As I was driving home yesterday, I noticed the vanity plate on the car in front of me: WOISME (Woe Is Me). It struck me that out of anything that this person could have chosen to “label” himself with, he chose this.
One of the more frustrating aspects of counseling is working with people who are stuck in the victim mentality. Everything bad happens to me. Nothing ever goes right. Life stinks, it always has and it always will. I have had clients that were so entrenched with this thinking that 7 months into counseling instead of embracing the means to change their lives, they would rather spend the entire 50 minutes crying about the exact same thing they cried about on the first session.

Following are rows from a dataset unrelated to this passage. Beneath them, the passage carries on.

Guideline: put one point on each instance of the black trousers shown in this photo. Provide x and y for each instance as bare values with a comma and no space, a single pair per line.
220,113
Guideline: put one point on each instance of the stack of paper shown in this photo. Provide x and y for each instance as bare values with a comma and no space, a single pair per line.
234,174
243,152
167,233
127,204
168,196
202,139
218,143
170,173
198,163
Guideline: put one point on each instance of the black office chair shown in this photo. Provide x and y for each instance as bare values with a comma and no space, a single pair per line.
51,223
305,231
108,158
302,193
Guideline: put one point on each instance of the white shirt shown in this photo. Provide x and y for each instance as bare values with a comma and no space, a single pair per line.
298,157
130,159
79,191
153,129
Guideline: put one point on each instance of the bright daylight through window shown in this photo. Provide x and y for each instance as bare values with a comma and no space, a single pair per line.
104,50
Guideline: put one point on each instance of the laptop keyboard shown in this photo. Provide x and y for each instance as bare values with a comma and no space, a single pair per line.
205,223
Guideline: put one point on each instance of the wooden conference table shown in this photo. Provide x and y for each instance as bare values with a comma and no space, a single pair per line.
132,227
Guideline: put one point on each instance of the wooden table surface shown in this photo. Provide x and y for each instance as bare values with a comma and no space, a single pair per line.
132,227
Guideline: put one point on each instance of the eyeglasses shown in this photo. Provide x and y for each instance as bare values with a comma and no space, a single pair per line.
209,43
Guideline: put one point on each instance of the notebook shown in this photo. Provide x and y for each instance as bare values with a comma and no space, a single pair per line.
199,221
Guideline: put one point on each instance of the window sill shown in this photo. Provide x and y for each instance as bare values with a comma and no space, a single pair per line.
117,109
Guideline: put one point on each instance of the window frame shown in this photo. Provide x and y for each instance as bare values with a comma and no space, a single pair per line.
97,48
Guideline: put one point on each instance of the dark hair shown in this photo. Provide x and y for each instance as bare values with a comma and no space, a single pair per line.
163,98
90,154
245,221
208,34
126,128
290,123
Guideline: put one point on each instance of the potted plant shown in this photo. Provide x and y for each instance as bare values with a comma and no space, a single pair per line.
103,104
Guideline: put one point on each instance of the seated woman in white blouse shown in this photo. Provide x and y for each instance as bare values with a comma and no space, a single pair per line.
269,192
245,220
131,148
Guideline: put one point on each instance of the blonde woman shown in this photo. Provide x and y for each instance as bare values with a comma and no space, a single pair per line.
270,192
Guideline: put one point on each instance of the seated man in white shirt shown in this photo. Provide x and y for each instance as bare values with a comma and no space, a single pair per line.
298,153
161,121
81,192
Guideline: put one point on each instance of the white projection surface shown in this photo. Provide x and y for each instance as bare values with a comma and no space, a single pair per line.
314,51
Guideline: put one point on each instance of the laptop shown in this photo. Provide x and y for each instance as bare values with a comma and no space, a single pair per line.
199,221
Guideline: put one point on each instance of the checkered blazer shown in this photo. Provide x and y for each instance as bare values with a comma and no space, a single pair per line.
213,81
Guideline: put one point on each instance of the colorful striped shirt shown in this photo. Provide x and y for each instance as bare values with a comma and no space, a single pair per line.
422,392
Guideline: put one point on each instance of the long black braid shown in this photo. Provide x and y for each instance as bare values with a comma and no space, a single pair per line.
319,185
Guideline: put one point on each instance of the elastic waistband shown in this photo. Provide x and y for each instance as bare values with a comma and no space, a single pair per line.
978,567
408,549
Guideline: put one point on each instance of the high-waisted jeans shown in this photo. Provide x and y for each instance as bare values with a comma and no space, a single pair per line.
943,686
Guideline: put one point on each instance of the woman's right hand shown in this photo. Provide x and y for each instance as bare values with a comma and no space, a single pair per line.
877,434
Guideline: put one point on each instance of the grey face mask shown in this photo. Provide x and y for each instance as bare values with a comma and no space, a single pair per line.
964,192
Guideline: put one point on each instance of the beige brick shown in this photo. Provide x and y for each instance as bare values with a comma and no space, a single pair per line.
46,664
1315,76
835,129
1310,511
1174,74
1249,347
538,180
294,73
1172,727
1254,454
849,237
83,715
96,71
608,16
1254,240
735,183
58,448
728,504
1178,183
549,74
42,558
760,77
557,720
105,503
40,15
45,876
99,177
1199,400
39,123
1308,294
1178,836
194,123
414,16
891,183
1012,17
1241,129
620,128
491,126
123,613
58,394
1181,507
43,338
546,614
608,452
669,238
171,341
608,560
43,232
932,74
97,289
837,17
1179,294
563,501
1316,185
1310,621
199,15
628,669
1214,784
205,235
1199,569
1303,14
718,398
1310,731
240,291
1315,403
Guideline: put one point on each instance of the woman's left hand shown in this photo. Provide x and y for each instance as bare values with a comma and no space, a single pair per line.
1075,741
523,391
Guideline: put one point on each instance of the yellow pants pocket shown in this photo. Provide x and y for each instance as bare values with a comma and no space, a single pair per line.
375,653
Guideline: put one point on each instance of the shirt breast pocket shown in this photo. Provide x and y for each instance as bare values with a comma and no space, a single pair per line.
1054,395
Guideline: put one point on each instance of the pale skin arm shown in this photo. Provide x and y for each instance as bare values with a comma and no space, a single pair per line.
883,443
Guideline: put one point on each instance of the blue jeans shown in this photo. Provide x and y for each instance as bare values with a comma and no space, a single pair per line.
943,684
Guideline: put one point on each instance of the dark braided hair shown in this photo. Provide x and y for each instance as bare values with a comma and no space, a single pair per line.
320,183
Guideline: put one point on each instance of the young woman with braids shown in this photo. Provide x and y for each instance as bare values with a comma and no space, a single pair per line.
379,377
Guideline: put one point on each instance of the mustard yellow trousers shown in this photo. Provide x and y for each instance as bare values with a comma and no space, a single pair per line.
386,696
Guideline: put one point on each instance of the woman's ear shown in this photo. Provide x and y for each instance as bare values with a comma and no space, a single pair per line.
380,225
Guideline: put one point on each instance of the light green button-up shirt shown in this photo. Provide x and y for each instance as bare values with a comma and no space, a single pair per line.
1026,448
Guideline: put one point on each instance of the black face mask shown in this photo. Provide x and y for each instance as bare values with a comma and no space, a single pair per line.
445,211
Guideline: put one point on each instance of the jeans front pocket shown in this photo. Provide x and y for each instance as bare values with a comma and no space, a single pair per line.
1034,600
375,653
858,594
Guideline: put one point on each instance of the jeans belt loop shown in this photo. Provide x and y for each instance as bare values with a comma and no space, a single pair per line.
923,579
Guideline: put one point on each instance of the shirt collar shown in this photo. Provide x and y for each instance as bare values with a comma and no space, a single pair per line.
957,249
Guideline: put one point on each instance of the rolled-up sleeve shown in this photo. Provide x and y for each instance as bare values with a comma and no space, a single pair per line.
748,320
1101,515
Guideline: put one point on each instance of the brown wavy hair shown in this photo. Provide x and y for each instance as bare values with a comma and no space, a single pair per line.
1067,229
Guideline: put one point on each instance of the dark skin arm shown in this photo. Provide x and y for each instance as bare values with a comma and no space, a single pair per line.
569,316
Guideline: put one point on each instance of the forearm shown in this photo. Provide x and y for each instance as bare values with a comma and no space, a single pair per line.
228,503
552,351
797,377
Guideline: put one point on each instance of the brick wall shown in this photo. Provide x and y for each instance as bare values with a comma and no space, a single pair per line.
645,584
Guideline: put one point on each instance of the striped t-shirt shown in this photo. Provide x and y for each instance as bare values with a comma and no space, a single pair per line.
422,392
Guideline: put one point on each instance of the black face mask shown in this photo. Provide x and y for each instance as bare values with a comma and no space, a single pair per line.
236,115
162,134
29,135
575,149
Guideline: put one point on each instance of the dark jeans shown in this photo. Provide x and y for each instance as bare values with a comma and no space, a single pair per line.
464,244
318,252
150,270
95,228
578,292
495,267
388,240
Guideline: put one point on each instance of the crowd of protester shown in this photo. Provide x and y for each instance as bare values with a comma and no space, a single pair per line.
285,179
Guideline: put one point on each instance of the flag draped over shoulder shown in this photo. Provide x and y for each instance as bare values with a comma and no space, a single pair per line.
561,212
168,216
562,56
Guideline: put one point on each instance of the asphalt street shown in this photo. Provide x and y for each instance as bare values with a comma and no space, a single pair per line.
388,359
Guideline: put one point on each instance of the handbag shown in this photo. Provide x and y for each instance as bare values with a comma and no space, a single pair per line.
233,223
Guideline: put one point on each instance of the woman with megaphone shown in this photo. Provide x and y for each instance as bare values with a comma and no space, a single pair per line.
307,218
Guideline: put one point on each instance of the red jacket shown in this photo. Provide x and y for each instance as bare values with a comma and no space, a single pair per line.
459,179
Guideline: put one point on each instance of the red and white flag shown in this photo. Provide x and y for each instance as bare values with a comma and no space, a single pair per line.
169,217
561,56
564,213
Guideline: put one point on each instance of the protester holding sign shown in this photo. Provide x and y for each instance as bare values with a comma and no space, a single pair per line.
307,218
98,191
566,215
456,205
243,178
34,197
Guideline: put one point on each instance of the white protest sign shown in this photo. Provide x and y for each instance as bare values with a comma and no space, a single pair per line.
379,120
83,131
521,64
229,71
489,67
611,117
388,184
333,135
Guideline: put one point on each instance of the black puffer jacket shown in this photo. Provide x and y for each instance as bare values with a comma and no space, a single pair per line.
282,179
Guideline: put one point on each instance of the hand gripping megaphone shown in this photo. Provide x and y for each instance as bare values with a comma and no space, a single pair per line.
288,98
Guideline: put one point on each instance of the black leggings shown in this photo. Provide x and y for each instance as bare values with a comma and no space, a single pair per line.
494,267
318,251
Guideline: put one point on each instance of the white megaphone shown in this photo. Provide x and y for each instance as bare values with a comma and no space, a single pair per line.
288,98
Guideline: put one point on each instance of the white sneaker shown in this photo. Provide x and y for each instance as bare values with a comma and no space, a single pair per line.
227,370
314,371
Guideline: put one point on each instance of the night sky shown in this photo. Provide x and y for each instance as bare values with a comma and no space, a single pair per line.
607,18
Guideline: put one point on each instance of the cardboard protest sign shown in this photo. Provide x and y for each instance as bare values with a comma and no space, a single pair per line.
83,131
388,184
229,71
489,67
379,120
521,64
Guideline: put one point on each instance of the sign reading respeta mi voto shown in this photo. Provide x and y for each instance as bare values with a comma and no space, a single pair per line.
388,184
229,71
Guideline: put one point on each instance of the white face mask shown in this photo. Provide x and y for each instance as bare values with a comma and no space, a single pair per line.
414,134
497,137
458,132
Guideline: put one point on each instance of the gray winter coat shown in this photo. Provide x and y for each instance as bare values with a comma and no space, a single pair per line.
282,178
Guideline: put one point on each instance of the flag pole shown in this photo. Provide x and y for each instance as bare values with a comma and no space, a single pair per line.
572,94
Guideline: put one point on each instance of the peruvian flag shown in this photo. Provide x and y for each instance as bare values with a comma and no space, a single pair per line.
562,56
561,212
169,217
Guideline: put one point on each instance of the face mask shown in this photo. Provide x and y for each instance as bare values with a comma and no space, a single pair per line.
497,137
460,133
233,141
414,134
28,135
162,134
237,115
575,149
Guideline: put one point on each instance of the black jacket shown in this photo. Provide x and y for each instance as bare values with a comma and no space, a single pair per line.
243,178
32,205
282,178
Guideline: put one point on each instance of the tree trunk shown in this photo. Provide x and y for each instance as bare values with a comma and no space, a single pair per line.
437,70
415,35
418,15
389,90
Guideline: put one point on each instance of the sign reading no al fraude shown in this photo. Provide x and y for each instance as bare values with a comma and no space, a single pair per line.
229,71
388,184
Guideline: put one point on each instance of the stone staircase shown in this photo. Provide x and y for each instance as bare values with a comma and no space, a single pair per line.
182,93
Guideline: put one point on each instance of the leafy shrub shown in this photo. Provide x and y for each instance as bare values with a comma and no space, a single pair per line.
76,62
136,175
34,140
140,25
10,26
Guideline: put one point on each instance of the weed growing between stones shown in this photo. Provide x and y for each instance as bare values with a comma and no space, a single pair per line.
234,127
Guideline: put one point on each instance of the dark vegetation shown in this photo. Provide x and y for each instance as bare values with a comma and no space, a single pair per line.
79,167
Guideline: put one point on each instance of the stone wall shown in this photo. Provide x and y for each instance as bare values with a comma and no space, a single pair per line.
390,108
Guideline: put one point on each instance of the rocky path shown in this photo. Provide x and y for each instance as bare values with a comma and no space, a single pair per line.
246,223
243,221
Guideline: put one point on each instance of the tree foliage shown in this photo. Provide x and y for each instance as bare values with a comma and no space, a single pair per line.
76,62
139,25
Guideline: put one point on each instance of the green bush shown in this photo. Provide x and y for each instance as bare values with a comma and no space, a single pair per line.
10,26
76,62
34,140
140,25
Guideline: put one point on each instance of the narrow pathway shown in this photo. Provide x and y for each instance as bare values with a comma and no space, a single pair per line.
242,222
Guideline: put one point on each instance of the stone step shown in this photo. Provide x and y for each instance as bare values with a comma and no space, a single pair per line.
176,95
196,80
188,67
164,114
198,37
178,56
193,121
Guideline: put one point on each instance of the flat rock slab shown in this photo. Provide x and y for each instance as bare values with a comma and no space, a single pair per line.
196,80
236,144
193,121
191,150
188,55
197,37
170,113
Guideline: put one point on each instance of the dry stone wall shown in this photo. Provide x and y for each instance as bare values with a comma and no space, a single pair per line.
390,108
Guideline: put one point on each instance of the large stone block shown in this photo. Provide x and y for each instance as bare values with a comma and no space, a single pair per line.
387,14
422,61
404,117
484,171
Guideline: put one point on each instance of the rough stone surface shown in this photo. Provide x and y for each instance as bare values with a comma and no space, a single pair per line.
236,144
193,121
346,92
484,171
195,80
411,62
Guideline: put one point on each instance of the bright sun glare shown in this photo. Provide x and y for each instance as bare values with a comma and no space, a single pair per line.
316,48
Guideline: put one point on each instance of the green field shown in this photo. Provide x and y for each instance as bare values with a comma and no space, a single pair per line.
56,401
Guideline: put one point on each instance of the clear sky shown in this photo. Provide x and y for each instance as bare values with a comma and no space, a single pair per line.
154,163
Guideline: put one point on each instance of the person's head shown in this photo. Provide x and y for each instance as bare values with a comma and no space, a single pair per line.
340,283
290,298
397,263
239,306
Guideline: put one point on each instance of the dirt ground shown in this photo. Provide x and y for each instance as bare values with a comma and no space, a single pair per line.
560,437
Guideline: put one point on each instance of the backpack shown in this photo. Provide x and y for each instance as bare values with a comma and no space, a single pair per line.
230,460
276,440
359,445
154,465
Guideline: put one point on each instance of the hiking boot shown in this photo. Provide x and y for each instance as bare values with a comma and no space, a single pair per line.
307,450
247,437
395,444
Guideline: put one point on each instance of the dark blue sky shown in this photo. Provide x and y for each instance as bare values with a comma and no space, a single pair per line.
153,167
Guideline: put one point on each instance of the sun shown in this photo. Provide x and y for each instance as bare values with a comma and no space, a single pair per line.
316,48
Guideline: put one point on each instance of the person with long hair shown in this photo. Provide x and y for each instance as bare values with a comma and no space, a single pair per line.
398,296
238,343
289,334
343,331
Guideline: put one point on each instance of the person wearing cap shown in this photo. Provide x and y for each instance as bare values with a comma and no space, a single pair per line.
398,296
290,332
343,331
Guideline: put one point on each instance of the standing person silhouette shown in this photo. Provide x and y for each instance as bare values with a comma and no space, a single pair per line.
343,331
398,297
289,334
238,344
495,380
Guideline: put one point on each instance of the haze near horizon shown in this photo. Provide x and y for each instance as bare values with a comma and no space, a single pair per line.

Now before I sound like the world’s most callous counselor, let me say that yes, there are people in this world who have been through horrific things that require time for them to process and heal. But what I am talking about is those who complain for months that their life is awful and nothing will ever change, and when I ask them if they have done anything to change it they make excuses and admit they have done nothing.
Perhaps it is a part of our Hollywood-ized culture. We expect the Deus Ex Machina, the last minute intervention by God or the hero or the prince who swoops in and resolves the problem for us. We seem to have moved from a culture of pulling ourselves up by our bootstraps to a culture of victims. I was abused so I shouldn’t have to serve time for my crime. I’m tired so someone else should have to do the work for me. I’m in the ___% so someone else should have to bail me out of my irresponsibility. I’ve been wounded so everyone owes me. We are so focused on what we don’t have, that we are oblivious to all we have that we don’t deserve.
There are so many who have less, whose spirits thrive, who live in joy. If we take the time to look at others and get our eyes off ourselves, we will see how much we have.
It was for freedom that Christ set us free ; therefore keep standing firm and do not be subject again to a yoke of slavery (Galatians 5:1 NAS). We have been freed from our chains but like the drunk from the Andy Griffith show we walk back into the cell and lock ourselves back in. We find comfort and security and identity in the rut of our victim-ness. What we don’t realize is how little effort it takes to open that cell door and walk out. We banish ourselves to the dungeon when we can be dancing in the courtyards.
As a counselor, there is nothing more rewarding than when someone who did not see the cell she kept locking herself in not only recognize it, but step outside it, slam the door shut, and walk away from it forever. These are the moments that move me to tears and leave me dancing in the lobby of our clinic as the client drives away. They have finally found their freedom and they have embraced it with their whole being. This is what we were meant for. Freedom.